Ей даже отвлечь себя было почти нечем. Делами занимался муж, домом – Куница, сыном, пусть и любимым – нянька… ну не самой же ей с пеленками, а потом и всем прочим возиться, такой женщине не подобает! Пусть нянька приглядывает. И учитель. Как в лучших домах.

Вот только себя-то куда девать? Чем заполнить пустое время?

На рынок сходить? Да вы что! Она ведь жена купца, а не какая-то там! Приглядеть себе на Золотом острове новые побрякушки? И снова не угадали, уважаемые. Дарить жене украшения – забота мужа. Вот пусть он и крутится. И по шелковым лавкам ей тоже шляться ни к чему. Сами ей все на дом принесут. И пусть еще спасибо за честь скажут.

И все же заделье для нее нашлось.

Им стал театр.

Бирюзовый Браслет, дай ей волю, не пропускала бы ни одного представления. Во-первых, красочное зрелище отлично помогает убить время. А во-вторых, посещать театр – это же так изысканно!
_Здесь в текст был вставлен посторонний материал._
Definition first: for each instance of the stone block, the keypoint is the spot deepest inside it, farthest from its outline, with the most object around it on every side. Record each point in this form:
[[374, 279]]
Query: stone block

Обычно она ходила на представления одна – сопровождающая ее приличия ради служанка не в счет. Но муж так обрадовался предсказанию, что решил его отпраздновать. И как она ни скрипела зубами втайне, а в театр пришлось отправиться всей семьей.

Там-то к ним и подсел нежданный собеседник…

– Этот? – перебил рассказ Шан.

Оба мальчика кивнули, едва взглянув на портрет.

– Он, в точности.

Шан медленно выдохнул.

– И что он говорил? – спросил сыщик, изо всех сил стараясь сохранять если и не спокойствие, то хотя бы его видимость.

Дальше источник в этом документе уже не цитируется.